AKI SAITO / 齊藤 明希

Faceless

[ Clasp bag ]Split leather
「床革」は革を漉く際に出る副産物です。「吟(表面)」付きの革と比べられがちですが、異なった素材としての面白さがあります。通常の革なら縫い合わせでしか出せないような表面のデザインも、床革を使うと一枚でもそれが可能になります。「吟」がないからこそ、様々な「顔」を持たせることができる「床革」の魅力を探りました。
染色や、艶出し(とにかくいろいろな方法で磨いてみました)、毛羽立ちなどのテクスチャー実験、利用できる特性を探していきました。
何重にも色を重ねていき、べっ甲のような模様を染色で表現しました。
磨き方はパーツによって多少異なりますが、基本的には毛羽立ちを抑える液体を使用し、ガラスでなじませてから磨いていきます。
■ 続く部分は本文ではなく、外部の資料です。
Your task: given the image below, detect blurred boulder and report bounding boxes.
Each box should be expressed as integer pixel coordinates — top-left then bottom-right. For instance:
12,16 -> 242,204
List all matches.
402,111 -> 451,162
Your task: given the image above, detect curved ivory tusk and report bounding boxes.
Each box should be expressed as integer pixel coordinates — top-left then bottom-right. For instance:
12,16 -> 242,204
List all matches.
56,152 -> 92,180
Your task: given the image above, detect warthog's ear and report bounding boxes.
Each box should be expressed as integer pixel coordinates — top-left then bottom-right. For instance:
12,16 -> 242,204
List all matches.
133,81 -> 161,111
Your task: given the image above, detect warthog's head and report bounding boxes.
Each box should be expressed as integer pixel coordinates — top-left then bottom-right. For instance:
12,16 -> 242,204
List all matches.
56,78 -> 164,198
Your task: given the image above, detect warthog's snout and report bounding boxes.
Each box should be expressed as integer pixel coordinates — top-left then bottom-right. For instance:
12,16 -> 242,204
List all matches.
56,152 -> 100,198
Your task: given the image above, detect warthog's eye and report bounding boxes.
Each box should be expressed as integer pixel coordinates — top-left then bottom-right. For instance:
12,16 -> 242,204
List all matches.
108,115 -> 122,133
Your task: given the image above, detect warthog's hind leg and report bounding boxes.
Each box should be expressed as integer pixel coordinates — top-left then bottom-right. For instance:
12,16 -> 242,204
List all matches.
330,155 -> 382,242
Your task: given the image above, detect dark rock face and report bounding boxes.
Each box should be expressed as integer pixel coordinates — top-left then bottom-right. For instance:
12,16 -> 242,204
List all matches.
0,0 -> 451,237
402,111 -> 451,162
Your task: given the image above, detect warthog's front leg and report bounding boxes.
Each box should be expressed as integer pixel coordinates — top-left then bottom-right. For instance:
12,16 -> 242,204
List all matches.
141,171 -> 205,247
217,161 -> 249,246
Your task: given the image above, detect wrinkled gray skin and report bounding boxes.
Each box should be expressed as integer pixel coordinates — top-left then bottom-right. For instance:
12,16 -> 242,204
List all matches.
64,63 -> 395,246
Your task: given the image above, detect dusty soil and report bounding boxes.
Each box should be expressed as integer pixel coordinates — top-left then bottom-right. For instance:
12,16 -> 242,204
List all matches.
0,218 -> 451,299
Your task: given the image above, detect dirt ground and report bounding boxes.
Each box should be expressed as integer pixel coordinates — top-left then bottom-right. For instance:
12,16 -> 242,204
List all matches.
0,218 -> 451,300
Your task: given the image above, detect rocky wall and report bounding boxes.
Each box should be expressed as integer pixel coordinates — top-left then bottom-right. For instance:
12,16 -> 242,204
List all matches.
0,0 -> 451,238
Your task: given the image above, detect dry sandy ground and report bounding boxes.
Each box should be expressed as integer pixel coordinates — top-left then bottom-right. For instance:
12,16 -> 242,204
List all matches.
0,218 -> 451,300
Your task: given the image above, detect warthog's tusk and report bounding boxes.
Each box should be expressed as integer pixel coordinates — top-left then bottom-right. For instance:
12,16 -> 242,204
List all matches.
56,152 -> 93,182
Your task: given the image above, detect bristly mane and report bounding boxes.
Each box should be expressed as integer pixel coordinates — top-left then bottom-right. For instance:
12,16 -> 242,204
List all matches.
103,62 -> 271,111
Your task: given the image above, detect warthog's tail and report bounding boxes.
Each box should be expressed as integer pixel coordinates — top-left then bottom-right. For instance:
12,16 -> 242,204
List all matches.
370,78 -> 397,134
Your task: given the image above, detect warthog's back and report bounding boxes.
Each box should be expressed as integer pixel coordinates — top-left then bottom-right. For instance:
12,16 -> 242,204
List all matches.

細かい模様はひとつひとつ穴あけをした型を粘着テープで作り、柔らかく保ちたい部分に被せながら磨いていきました。ハンドルの型や鞄の内側の芯材にも床革を使用しました。
革以外のパーツ:金具を差し込むために口金を加工しました。内装は2年間のバッグ制作の中で使用した生地のストックから今回スタイルに合ったものを選びました。